The funerals continue.
So many families are torn apart.
There have been some moments of light.
So many people have reached out to check in.
People I haven’t spoken to in a decade.
People I didn’t know were even aware I had moved to Israel.
A family on my street buried their daughter last Friday.
All week, they sat shiva in a small parking lot across the street from their apartment.
There were tents set up. Piles of chairs.
There was no parking on our street. Cars on the sidewalk, double parked.
That’s how many people, strangers who did not know them, traveled from all over the country to pay their respects to the family.
To sit and listen.
I may joke about the things that drive me crazy about this country.
But we sure do know how to show up for each other in times of tragedy.
For most of the past two weeks, Elan has volunteered with a group grilling food for the soldiers.
He comes home smelling like he sat inside the grill.

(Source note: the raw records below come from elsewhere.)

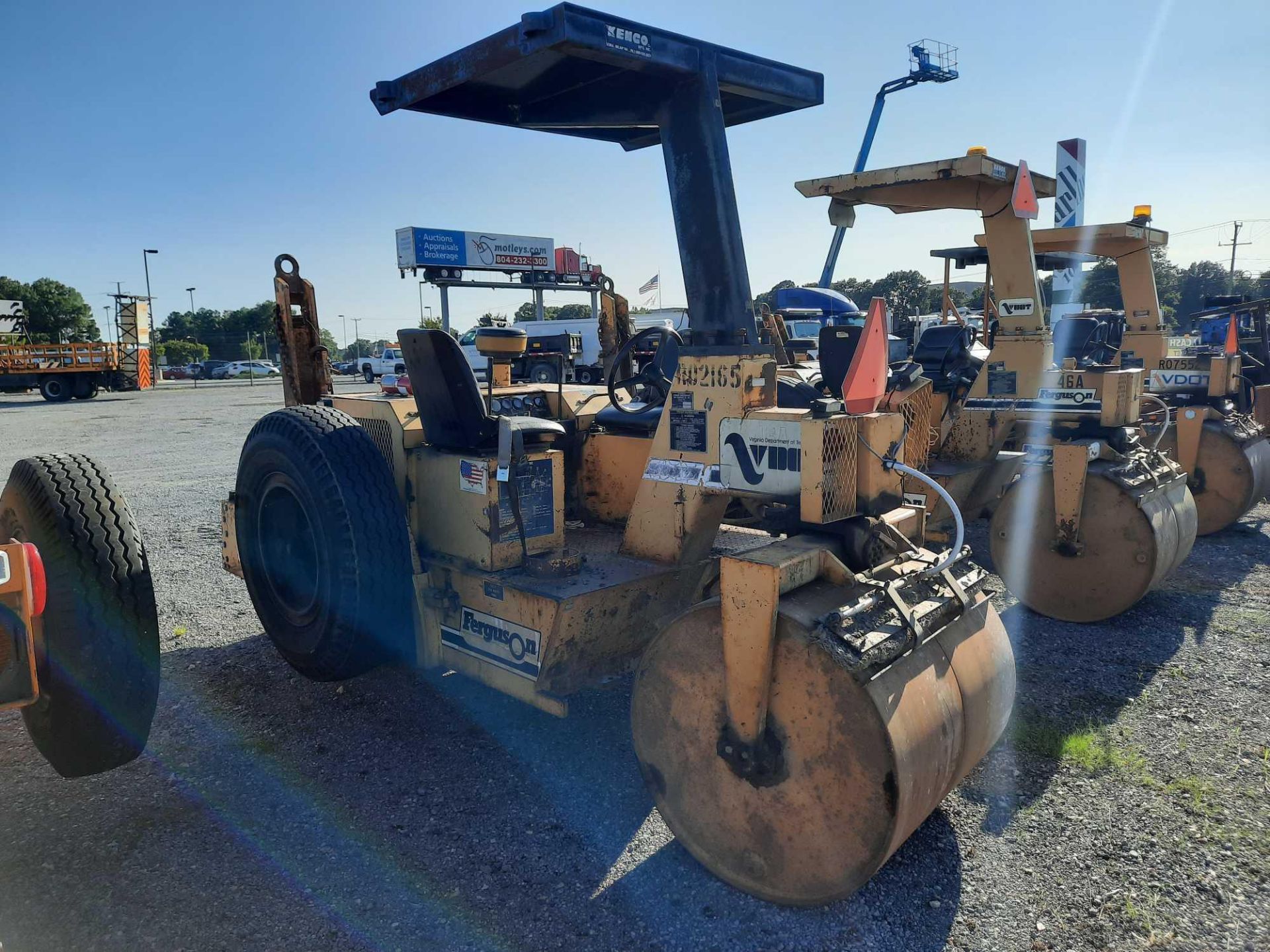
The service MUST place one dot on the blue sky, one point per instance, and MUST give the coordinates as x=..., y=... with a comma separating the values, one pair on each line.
x=226, y=134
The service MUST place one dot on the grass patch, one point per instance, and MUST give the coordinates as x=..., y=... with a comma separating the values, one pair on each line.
x=1197, y=793
x=1090, y=748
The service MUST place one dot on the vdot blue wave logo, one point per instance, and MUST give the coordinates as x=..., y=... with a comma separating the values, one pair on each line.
x=756, y=459
x=495, y=640
x=484, y=249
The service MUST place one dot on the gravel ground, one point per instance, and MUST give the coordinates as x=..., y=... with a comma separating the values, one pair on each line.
x=1128, y=807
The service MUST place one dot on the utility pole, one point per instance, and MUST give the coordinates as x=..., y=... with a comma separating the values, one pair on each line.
x=1235, y=245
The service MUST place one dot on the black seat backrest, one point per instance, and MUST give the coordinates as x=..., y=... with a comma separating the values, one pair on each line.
x=1076, y=337
x=446, y=393
x=837, y=347
x=943, y=347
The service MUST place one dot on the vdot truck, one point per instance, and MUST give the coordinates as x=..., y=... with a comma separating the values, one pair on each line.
x=386, y=361
x=541, y=361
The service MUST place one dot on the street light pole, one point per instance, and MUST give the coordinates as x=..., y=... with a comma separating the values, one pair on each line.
x=145, y=258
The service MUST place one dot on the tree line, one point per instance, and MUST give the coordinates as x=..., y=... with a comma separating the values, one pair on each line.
x=55, y=313
x=1181, y=290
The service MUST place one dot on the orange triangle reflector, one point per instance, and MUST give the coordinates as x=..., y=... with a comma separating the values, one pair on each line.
x=865, y=383
x=1024, y=201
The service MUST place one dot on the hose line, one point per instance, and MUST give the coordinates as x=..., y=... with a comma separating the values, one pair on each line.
x=1164, y=429
x=956, y=514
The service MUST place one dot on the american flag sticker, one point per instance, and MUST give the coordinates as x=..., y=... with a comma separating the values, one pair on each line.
x=473, y=476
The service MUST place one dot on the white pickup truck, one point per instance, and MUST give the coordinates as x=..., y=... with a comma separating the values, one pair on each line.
x=388, y=361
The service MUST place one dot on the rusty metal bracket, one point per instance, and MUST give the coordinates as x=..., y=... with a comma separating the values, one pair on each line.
x=1071, y=463
x=305, y=364
x=751, y=586
x=1191, y=428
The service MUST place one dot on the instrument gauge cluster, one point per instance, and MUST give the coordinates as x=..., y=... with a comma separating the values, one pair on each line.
x=521, y=405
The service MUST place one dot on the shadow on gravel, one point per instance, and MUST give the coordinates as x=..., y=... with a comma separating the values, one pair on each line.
x=1079, y=677
x=402, y=811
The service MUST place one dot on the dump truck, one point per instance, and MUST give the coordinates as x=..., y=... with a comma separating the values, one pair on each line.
x=60, y=372
x=799, y=705
x=1221, y=446
x=79, y=630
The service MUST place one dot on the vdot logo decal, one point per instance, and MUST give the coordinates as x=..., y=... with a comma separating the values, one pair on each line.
x=1175, y=381
x=762, y=455
x=497, y=640
x=1066, y=397
x=628, y=41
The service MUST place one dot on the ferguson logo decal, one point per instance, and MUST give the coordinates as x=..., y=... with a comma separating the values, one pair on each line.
x=1174, y=381
x=628, y=41
x=495, y=640
x=765, y=456
x=1066, y=397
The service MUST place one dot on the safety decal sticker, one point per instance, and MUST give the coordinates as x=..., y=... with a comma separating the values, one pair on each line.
x=1066, y=397
x=474, y=476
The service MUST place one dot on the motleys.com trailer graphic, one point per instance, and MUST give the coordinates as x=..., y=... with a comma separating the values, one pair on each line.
x=422, y=248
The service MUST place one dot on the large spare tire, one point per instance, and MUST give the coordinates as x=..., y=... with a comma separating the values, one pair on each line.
x=98, y=662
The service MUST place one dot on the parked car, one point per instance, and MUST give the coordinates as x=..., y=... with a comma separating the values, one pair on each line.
x=245, y=368
x=397, y=385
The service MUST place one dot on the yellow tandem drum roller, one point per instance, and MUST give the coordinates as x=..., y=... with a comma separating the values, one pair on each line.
x=864, y=760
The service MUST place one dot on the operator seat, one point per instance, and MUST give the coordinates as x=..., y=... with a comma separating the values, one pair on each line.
x=448, y=399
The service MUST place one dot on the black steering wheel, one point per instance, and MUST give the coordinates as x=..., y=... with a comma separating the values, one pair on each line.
x=652, y=385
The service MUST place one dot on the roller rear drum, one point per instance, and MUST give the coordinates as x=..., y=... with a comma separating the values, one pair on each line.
x=1128, y=545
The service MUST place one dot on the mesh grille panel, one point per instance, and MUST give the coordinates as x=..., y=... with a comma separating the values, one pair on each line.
x=381, y=433
x=840, y=469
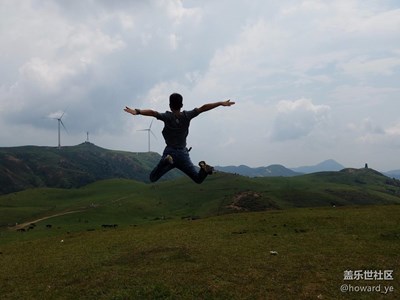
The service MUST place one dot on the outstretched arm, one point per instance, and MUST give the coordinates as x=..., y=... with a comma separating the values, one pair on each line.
x=144, y=112
x=210, y=106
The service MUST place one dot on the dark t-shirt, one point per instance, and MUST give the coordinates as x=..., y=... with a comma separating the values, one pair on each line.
x=176, y=128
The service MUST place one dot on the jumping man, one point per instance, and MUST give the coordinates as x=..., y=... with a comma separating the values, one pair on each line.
x=175, y=132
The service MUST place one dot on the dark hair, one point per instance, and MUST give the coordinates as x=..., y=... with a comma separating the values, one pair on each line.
x=175, y=101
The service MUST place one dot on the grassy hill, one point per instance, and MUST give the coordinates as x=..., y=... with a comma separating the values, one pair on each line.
x=285, y=254
x=127, y=202
x=68, y=167
x=232, y=237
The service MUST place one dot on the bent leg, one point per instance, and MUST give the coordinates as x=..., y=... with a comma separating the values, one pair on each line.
x=186, y=166
x=162, y=168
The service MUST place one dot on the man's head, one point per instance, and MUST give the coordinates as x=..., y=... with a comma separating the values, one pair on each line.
x=175, y=101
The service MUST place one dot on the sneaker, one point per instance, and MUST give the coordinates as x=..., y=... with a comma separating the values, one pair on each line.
x=169, y=159
x=206, y=168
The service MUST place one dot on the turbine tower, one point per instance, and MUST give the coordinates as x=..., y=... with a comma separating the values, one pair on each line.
x=148, y=133
x=60, y=123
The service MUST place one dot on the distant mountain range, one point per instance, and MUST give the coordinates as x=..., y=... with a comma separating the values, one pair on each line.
x=279, y=170
x=270, y=171
x=329, y=165
x=72, y=166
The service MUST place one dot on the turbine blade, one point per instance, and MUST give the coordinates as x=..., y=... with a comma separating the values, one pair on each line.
x=65, y=128
x=153, y=134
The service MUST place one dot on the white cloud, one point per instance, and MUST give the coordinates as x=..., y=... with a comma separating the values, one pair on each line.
x=296, y=119
x=95, y=57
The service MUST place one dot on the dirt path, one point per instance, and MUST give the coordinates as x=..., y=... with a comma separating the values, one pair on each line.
x=23, y=225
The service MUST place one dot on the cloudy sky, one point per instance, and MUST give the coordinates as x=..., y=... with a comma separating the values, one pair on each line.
x=312, y=80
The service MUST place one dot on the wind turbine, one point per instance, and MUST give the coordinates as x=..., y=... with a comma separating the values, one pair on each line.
x=148, y=133
x=60, y=123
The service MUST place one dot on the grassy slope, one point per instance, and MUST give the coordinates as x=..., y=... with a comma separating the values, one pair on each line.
x=72, y=166
x=129, y=202
x=225, y=257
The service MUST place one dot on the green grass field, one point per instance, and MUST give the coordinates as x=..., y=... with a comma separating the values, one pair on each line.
x=223, y=257
x=179, y=240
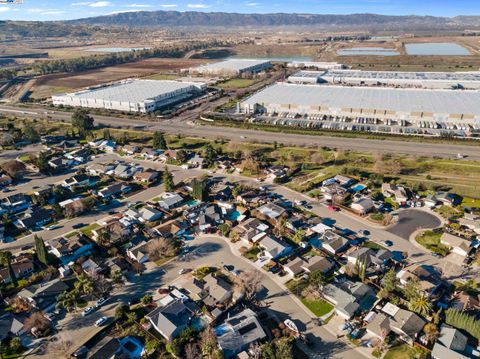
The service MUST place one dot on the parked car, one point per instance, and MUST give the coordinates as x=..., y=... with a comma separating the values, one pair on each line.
x=87, y=311
x=101, y=321
x=100, y=302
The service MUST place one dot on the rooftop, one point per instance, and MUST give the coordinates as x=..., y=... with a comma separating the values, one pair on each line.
x=132, y=90
x=390, y=99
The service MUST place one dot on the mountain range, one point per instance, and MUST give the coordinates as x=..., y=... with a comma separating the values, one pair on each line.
x=210, y=19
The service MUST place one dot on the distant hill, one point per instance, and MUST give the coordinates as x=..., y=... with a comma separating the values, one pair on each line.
x=204, y=19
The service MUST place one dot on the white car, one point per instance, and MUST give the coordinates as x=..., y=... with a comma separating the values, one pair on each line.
x=101, y=321
x=87, y=311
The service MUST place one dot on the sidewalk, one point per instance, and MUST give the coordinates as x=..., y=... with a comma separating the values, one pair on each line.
x=235, y=248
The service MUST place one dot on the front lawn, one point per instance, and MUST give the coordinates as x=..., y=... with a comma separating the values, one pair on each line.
x=318, y=307
x=404, y=351
x=431, y=241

Thousands of soldiers are fed daily by that group of volunteers.
They stand outside grilling for hours.
And they’re not the only ones.
In every city, every town, people are spending all their time collecting supplies, cooking, and supporting the displaced families, the soldiers, and each other.
Plant nursery owners and florists from towns right outside Gaza reached out and shared their worries about their businesses.
Within minutes each one had a WhatsApp group of people from central Israel ordering flowers and plants.
Hundreds of bouquets of roses.
I can’t stop thinking about the moments before.
The people dancing at the music festival at 6:20 a.m.
The children asleep in their beds in the kibbutzim.
That first Shabbat morning, we knew there was a war.
But we were shielded from the depths of the news because our phones were off.
We danced outside our building singing Simchat Torah songs.
We thought we were bringing some light into the world, but we didn’t know how dark it really was.
An hour south of us, more than a thousand people were being murdered.
And the darkness continues.
The videos of American college campuses filled with people shouting “Death to the Jews.”
The immediate uproar about Israel bombing a hospital.
And then when it was clear that Israel did not bomb a hospital, no one cared.
It doesn’t matter if it wasn’t Israel’s fault.
Being Jewish in this world can be heavy. And hard.
We sing it every year during the Pesach seder.
“In every generation, they stood against us. But God saved us from their hands.”